« Comme le dit Dominique Bucheton, « ensemble on est plus intelligent ». » Claire Lommé revient des Journées nationales de l’APMEP, l’association des professeurs de maths, qui ont eu lieu du 22 au 25 octobre à Jonzac . Des journées qui servent à rencontrer des collègues passionnés des mathématiques. Mais aussi à s’amuser et à monter des projets. Des journées pour retrouver la pêche ?
En mathématiques, il existe de nombreuses associations pour développer, soutenir, réfléchir, mutualiser. L’APMEP (l’association des professeurs de mathématiques de l’enseignement public) est l’une d’elle. L’APMEP est présente et active dans le paysage mathématique : elle échange avec les autres associations et sociétés de l’enseignement, de l’éducation ou des maths, dialogue avec les médias, rédige des communiqués pour réagir à l’actualité de l’enseignement. Elle édite de nombreuses ressources, comme des brochures d’activités (automatismes, jeux pédagogiques) clefs en main, avec mode d’emploi et correction incluse, des publications pour réfléchir au métier (« prof de maths, un chouette métier ! ») et à la discipline merveilleuse que sont les mathématiques (« maths et philo : récréations philosophiques »), ou encore une revue riche d’outils et d’expériences, pour tous les niveaux de la maternelle à l’université, Au fil des maths. Et puis il y a les journées.

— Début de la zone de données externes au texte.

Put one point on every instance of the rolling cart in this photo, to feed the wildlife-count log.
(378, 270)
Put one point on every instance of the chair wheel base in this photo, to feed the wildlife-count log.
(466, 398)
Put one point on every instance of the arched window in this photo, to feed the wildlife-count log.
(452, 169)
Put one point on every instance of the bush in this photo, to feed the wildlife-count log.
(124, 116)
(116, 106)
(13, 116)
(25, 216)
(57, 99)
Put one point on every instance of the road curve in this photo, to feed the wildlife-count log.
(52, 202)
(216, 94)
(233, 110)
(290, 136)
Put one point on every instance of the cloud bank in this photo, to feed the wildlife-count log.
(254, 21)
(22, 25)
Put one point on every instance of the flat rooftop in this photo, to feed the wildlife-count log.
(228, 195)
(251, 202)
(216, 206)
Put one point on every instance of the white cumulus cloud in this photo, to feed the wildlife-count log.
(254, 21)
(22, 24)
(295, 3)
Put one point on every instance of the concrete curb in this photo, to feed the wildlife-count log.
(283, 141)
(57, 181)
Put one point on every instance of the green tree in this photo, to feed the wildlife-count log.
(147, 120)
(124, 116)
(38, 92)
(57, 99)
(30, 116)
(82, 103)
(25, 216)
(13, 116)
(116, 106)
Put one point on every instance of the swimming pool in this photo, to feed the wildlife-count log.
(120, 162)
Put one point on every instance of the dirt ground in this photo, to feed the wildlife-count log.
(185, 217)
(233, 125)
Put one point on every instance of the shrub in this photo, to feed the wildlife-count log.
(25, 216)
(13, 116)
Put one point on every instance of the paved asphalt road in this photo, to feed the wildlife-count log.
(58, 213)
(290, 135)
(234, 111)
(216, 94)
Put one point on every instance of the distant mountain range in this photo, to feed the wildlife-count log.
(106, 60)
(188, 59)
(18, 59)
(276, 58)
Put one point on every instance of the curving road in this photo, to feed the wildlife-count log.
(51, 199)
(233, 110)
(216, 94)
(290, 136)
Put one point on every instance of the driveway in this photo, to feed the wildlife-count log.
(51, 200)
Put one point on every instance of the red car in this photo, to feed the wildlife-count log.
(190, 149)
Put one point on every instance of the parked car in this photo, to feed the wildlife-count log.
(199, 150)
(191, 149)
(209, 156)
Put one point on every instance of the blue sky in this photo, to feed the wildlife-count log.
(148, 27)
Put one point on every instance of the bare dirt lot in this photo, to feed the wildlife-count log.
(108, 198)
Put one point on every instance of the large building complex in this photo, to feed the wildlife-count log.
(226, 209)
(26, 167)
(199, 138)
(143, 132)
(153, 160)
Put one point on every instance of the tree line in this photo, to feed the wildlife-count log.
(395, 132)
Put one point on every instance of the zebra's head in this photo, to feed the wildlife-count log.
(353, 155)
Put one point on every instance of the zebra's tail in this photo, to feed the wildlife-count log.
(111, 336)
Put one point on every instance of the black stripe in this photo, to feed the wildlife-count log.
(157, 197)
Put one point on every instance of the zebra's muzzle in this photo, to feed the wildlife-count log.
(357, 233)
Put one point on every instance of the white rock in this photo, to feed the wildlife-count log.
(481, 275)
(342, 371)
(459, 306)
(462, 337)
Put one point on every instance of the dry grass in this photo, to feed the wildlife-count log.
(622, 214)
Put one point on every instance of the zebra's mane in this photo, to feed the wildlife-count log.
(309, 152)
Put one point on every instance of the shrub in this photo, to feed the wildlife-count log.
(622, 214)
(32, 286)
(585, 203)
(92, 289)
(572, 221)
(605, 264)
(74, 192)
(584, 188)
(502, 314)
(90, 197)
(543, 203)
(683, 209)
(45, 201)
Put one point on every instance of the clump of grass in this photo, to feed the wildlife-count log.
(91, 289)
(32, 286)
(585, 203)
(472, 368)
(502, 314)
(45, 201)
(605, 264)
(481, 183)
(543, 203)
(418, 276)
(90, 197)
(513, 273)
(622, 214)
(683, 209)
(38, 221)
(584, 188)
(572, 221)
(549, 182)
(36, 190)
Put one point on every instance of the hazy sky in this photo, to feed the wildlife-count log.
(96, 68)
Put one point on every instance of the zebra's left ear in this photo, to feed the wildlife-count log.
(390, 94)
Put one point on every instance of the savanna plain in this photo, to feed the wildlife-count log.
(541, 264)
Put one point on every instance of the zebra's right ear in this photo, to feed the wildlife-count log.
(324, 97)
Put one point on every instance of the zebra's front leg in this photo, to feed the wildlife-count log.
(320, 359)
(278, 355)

Les journées, ce sont les Journées nationales de l’APMEP. Une fois par an, plusieurs centaines de professeurs des écoles, de profs de maths de collège, lycée général, lycée professionnel, d’enseignants du supérieur, de formateurs, de chercheurs et de cadres se rassemblent, au début des vacances de la Toussaint. Ils passent là quatre jours ensemble, du vendredi au mardi, à faire des maths, à parler de maths, à apprendre des maths, à discuter politiques éducatives. Ensemble, c’est bien le maître mot. Avant même maths. Cette année, les journées étaient à Jonzac. Alors aller aux Journées nationales de l’APMEP, qu’est-ce que cela apporte à un prof ?
Rencontrer
Aux journées, on peut rencontrer tout un tas de personnes qui ont décidé de venir passer leurs premiers jours de vacances là. Alors évidemment, c’est un lieu de formidables rencontres : on y échange avec des figures de la mathosphère, comme avec des collègues peut-être plus anonymes, mais tout aussi enrichissants. Ces personnes peuvent être jeunes dans la profession, venir d’autres horizons professionnels, d’autres pays, être retraités : tout le monde a sa place et peut apporter sa contribution. On échange des mails, on agrandit notre monde, on développe un réseau. Ce réseau n’est pas un réseau de principe, un réseau-qui-fait-bien. C’est un réseau qui aide à trouver encore mieux sa place, à rompre l’isolement professionnel que nous pouvons vivre. Un réseau-qui-fait-du-bien, nuance. Ce réseau est robuste : au fil des années, il se confirme, se consolide. Il est étayé par les collègues organisateurs et par les membres actifs de l’association, qui organisent des tables rondes, des regroupements autour de questions d’actualité.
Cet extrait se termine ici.